The early symptoms of pneumococcal disease can be non-specific and difficult to distinguish from common infections of childhood.
As the pneumococcal disease progresses, it may localise to specific organ systems and manifest symptoms which bring the diagnosis to attention.
These include pneumonia (infection in the lungs), meningitis (infection of the outer coverings of the brain), middle ear infections or even bacteraemia (infection that has spread into the bloodstream).
The gold standard of diagnosis is still by bacterial cultures which usually take at least 48 to 72 hours for confirmation.
Pneumonia
Patients can present with fever, cough, progressing to breathlessness and chest pain and other constitutional symptoms such as lethargy and poor appetite.
Otitis Media
Patients can present with ear pain, discharge or just fever. Younger children can present with tugging at the ear or irritability.
Meningitis
Most of the symptoms and signs are similar for both the bacterial and the viral meningitis, and there is no one symptom or sign that are specifically indicate one or the other. The common clinical symptoms that may indicate meningitis are fever associated with seizures, impairment of consciousness, irritability, lethargy, nausea and/or vomiting.

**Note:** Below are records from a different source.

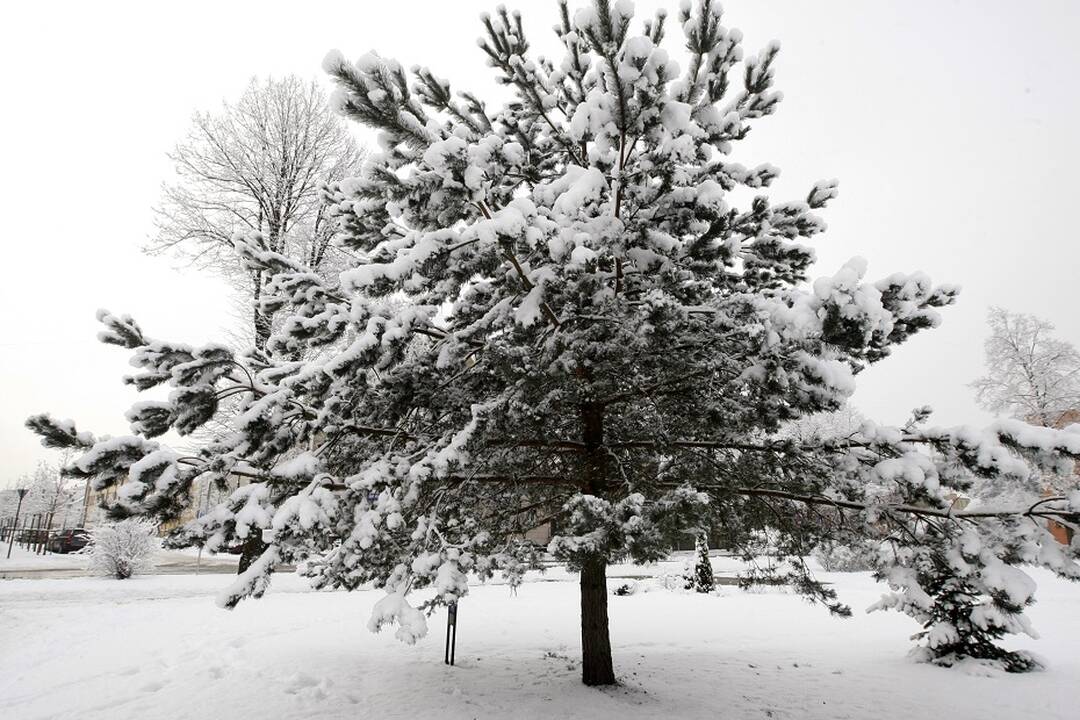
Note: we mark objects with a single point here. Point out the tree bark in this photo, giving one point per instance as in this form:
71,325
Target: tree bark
261,323
595,642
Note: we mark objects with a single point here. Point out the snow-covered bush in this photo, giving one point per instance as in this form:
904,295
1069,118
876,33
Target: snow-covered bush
122,549
839,557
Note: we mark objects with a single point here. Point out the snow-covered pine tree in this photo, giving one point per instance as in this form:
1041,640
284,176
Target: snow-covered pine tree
555,312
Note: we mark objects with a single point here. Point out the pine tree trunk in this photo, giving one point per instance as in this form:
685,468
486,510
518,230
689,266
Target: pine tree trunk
595,643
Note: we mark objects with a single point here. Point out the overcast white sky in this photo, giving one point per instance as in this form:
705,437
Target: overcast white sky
952,127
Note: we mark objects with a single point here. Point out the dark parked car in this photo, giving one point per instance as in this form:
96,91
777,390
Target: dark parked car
68,541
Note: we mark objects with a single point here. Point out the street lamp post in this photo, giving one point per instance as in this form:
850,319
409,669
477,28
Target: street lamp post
22,493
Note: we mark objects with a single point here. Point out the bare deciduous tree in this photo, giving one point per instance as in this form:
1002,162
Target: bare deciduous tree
256,165
1030,375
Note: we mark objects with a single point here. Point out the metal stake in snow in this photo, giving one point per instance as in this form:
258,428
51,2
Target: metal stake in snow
451,624
22,493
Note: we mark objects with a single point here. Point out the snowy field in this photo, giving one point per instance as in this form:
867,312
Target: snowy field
157,647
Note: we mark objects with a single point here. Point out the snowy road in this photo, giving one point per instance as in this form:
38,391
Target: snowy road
157,647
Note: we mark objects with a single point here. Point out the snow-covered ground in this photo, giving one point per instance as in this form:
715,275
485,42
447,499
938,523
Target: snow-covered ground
157,647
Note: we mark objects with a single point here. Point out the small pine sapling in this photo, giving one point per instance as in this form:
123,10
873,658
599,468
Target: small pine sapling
703,580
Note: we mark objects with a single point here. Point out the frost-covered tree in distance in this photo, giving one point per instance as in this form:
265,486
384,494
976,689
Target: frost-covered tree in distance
257,164
556,312
1029,374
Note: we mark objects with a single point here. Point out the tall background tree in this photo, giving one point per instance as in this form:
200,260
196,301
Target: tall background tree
257,165
1030,375
556,311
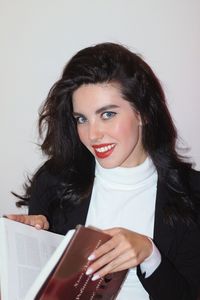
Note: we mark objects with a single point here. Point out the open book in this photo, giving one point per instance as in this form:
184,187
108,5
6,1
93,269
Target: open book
37,264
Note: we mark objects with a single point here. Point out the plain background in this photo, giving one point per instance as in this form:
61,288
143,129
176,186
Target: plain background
37,37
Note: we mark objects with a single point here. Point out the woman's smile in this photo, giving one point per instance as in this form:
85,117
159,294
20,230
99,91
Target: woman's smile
103,150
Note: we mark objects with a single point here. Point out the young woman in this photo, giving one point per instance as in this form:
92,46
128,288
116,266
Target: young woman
112,163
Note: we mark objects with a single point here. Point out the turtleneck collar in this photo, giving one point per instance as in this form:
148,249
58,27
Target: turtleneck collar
124,177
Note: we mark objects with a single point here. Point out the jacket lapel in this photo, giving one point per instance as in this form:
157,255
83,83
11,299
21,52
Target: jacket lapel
163,232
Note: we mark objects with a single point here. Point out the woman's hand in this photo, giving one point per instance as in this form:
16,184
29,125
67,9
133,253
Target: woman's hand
38,221
126,249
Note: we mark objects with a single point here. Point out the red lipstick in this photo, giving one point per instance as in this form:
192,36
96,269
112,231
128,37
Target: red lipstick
103,150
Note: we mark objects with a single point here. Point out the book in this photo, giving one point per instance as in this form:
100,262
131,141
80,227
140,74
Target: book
62,273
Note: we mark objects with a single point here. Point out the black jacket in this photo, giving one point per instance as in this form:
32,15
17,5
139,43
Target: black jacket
178,275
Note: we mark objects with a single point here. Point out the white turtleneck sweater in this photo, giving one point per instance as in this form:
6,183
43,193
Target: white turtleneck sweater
125,197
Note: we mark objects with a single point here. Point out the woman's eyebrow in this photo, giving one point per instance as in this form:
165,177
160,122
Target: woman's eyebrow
102,109
98,111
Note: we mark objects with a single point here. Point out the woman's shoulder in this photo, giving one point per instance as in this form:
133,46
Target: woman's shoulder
194,179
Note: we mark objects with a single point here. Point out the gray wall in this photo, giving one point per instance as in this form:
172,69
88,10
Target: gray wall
37,39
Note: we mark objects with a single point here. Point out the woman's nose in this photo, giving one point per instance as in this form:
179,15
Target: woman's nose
95,133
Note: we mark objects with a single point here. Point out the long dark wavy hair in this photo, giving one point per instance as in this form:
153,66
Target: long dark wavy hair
69,160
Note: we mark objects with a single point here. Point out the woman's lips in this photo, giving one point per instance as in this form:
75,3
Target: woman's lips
103,150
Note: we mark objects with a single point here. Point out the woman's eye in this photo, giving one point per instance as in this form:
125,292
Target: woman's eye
80,120
108,115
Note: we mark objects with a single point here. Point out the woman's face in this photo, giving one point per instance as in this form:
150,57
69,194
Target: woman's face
108,126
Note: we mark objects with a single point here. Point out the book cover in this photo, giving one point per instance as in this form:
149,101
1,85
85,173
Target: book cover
68,279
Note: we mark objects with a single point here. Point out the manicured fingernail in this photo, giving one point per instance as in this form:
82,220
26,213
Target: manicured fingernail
95,277
38,226
89,271
91,257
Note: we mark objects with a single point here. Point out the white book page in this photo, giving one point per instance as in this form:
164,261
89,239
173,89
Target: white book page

The important signs indicating meningitis includes neck stiffness (pain or resistance to someone flexing the child's neck) and increased sensitivity to light (photophobia), usually in the presence of drowsiness or irritability.
For young infants where the anterior fontanelle (the soft spot on the top of the head) has not closed, this could be under increased pressure and bulging out of the scalp (bulging fontanelle). Signs of bleeding under the skin (purpuric rash) together with other symptoms or signs indicating involvement of the brain may also suggest bacterial meningitis.
Bacterial meningitis is the most serious and potentially fatal disease caused by the pneumococcal bacteria.
Any form of bacterial meningitis is serious, and death can occur due to septicemic (blood poisoning) shock from the bacterial invasion of the blood stream. Death can also occur due to severe brain swelling that result in compression/pressure on the vital centres in the brainstem. Mortality from bacterial meningitis is approximately 5% - 20% depending on the virulence of micro-organism involved.